The diverse genomic landscape of low-risk prostate cancer.

Abstract

72 Background: Active surveillance (AS) is becoming standard of care for men with low-risk prostate cancer; however a need exists for better tools to assess which men are optimal candidates for AS. In this study we compare genomic expression profiles of AS candidates against higher-risk radical prostatectomy (RP) patients to characterize the genomics of clinically low-risk prostate cancer. Methods: Biopsies from 473 UCSF patients potentially suitable for AS (stage ≤ cT2N0M0, PSA ≤ 10 ng/ml, Gleason 3+3 or low-volume 3+4 ) were profiled using the Affymetrix HuEx microarray to generate RNA expression data. These cases were compared to 2043 RP cases previously profiled on the same microarray platform. Scores for 21 published prognostic signatures were calculated and pathway associated genes were summarized to provide levels of patient risk and pathway activity. Results: Of the 473 AS biopsies profiled, 408 (86%) passed quality control and were used for analysis. Based on the quartiles of average scores for 21 prognostic signature risk models, 49%, 36%, 11%, and 4%, respectively, were classified into the 1st, 2nd, 3rd, or 4th score quartiles. Considering only the clinically low-risk patients at diagnosis, 356 (87%) were low, 45 (11%) were intermediate and 7 (2%) were high risk. Genomic risk was positively associated with cell cycle related pathways (p < 0.001) and negatively associated with apical junction (p < 0.001), epithelial−mesenchymal transition (p < 0.001), and androgen receptor (p < 0.05) pathways. Clustering of patients based on the expression of 36 pathways revealed two biologic groups corresponding to putative basal and luminal subtypes.
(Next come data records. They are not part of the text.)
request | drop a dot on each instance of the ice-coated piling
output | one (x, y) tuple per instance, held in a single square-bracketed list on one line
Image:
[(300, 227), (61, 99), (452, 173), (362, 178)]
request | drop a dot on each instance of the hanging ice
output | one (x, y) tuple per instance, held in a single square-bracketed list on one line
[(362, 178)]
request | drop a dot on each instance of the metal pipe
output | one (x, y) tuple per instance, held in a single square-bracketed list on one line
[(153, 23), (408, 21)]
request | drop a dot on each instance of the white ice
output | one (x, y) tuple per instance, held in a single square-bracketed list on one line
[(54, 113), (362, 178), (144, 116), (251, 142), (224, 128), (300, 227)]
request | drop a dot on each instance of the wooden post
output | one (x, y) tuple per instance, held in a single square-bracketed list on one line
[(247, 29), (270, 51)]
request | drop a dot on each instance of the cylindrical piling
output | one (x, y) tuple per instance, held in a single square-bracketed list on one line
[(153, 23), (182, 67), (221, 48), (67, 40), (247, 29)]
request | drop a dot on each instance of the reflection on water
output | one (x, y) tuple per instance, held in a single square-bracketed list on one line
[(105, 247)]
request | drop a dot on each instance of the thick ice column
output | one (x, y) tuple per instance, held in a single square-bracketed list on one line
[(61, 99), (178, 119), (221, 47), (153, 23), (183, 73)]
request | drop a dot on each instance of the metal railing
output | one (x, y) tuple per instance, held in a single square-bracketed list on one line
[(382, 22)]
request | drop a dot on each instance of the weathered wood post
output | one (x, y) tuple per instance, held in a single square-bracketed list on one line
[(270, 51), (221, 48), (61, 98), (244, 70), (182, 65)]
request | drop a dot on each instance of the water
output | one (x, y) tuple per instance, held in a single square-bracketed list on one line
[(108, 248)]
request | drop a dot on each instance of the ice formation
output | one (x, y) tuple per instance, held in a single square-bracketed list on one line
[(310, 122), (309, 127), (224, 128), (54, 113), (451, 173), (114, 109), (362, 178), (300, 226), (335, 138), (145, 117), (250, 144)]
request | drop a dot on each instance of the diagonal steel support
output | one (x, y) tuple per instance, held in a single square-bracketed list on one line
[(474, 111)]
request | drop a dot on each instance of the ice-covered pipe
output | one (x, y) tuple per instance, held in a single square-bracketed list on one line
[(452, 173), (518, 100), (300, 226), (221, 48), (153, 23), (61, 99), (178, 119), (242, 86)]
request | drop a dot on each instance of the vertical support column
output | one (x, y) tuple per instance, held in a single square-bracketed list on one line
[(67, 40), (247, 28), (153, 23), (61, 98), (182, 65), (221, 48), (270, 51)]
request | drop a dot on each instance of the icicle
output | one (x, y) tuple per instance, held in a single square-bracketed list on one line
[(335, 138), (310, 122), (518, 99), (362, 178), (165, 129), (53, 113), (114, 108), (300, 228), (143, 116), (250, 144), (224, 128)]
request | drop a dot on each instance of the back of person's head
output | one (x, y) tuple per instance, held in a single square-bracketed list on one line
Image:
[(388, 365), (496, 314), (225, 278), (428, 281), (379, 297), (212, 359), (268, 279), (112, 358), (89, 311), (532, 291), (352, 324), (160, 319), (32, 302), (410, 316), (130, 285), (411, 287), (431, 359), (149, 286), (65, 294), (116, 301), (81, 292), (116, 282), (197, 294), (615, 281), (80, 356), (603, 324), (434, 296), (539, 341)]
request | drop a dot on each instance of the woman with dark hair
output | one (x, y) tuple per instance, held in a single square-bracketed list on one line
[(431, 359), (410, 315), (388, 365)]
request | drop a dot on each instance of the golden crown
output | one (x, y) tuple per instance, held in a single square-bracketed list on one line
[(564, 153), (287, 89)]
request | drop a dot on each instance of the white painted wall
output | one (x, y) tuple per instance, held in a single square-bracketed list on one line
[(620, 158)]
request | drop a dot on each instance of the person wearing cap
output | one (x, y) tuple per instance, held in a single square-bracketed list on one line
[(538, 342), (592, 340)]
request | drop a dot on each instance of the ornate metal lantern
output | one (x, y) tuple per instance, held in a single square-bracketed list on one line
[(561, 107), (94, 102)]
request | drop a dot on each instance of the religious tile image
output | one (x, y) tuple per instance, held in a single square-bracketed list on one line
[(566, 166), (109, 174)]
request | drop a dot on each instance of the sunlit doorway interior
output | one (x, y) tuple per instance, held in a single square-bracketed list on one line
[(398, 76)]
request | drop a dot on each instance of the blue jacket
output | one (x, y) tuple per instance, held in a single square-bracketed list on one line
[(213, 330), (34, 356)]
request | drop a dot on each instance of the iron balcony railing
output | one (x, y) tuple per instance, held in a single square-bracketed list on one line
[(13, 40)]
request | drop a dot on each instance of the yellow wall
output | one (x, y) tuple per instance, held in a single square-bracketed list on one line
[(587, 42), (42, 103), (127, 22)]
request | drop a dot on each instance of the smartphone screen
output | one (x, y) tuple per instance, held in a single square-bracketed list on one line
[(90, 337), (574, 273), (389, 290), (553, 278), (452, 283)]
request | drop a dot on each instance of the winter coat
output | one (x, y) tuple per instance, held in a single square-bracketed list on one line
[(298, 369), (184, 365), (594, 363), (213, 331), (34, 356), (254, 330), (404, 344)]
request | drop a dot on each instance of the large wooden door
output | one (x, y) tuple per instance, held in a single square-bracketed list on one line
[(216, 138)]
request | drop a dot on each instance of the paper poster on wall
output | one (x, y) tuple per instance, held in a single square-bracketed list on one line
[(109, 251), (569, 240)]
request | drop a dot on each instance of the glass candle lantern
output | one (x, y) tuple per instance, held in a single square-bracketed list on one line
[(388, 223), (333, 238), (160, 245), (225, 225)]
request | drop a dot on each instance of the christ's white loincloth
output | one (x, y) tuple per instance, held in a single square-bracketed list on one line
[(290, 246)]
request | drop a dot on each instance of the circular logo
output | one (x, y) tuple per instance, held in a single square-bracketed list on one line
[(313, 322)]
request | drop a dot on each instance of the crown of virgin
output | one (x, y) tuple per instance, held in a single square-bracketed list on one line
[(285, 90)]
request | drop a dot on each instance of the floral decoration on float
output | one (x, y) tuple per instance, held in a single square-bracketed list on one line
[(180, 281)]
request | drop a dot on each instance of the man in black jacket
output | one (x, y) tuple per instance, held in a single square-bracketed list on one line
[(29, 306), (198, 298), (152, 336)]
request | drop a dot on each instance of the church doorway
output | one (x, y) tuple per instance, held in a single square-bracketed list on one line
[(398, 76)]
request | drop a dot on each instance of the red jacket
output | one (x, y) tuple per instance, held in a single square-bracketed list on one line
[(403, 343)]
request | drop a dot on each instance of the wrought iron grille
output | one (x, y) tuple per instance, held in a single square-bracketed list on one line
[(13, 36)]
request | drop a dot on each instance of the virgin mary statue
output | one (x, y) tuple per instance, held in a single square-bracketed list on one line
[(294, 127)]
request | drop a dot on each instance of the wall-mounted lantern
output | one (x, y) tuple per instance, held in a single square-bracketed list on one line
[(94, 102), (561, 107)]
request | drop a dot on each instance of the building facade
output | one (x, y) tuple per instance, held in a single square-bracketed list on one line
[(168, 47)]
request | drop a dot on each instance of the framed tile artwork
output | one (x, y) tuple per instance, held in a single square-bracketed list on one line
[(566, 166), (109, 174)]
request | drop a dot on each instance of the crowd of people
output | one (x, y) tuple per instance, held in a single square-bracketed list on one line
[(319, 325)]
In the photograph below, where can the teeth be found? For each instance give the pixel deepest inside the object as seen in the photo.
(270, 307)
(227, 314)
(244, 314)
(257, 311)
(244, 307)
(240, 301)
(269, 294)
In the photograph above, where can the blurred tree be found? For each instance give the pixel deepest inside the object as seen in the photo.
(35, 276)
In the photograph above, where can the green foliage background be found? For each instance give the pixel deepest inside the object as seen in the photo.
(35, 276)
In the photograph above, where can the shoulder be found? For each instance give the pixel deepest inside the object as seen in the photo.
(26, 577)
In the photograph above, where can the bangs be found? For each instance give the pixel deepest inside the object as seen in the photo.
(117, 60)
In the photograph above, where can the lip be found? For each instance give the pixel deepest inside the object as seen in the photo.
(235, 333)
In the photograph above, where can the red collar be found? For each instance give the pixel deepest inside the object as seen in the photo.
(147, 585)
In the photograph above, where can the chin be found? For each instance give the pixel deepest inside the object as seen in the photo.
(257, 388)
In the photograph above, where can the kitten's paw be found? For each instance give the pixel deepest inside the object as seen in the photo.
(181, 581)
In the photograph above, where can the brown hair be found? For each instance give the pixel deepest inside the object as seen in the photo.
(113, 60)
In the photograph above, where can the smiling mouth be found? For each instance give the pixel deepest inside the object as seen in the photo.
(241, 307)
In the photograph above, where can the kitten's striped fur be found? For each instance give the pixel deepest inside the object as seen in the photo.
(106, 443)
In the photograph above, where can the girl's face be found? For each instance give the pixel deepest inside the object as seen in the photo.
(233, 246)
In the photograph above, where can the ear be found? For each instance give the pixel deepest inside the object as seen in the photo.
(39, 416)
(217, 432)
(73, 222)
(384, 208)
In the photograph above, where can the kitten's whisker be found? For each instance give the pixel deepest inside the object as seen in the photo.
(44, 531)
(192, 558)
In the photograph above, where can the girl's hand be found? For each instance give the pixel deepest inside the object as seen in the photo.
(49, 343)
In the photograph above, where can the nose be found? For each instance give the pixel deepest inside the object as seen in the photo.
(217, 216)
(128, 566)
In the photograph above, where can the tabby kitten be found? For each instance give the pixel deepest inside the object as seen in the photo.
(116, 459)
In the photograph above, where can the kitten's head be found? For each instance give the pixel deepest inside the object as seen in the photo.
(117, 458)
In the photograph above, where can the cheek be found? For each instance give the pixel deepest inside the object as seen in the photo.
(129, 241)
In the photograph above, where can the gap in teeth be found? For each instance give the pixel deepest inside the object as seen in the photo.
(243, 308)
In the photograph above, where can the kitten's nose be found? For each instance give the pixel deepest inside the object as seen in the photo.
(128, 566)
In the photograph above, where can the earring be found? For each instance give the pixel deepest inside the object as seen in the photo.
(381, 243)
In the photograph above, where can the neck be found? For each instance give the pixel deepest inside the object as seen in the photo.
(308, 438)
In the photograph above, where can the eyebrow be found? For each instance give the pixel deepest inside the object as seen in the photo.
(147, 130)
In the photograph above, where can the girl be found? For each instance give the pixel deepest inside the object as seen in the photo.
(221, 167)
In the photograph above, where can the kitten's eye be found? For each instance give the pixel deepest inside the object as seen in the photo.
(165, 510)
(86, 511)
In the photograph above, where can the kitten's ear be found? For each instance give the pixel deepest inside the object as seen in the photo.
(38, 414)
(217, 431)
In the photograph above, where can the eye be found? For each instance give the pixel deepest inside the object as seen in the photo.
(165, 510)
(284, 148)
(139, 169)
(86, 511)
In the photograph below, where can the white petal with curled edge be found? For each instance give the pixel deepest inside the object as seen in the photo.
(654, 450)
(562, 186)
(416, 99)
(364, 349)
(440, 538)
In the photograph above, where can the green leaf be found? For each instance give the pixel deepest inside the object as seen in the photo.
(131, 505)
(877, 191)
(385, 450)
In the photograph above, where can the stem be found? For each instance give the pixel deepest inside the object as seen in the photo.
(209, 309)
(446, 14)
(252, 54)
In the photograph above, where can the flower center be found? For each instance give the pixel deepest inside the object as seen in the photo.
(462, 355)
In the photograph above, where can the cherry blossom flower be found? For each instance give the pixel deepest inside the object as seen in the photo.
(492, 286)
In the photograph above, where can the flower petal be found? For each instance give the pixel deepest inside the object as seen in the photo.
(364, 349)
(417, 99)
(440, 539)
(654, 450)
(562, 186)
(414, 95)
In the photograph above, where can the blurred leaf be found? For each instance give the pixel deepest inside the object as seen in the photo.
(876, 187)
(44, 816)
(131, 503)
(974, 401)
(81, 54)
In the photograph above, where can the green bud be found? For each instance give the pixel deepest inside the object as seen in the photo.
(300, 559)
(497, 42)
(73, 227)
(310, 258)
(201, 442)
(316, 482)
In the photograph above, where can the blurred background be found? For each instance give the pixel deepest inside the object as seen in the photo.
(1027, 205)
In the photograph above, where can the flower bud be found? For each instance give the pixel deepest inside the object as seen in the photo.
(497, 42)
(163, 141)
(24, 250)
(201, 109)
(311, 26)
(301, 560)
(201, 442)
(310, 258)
Compared to higher risk RP patients, the low risk prostate cancer tumors at diagnosis were enriched for basal-like tumors (20% vs 33%, p < 0.001). Conclusions: Although only 2% of low risk AS candidates have high risk genomic characteristics, very substantial genomic heterogeneity exists in this population, and pathway activation overlaps significantly with higher-risk RP patients. These results suggest that even in potential AS candidates, genomic profiling could eventually be used to better guide management.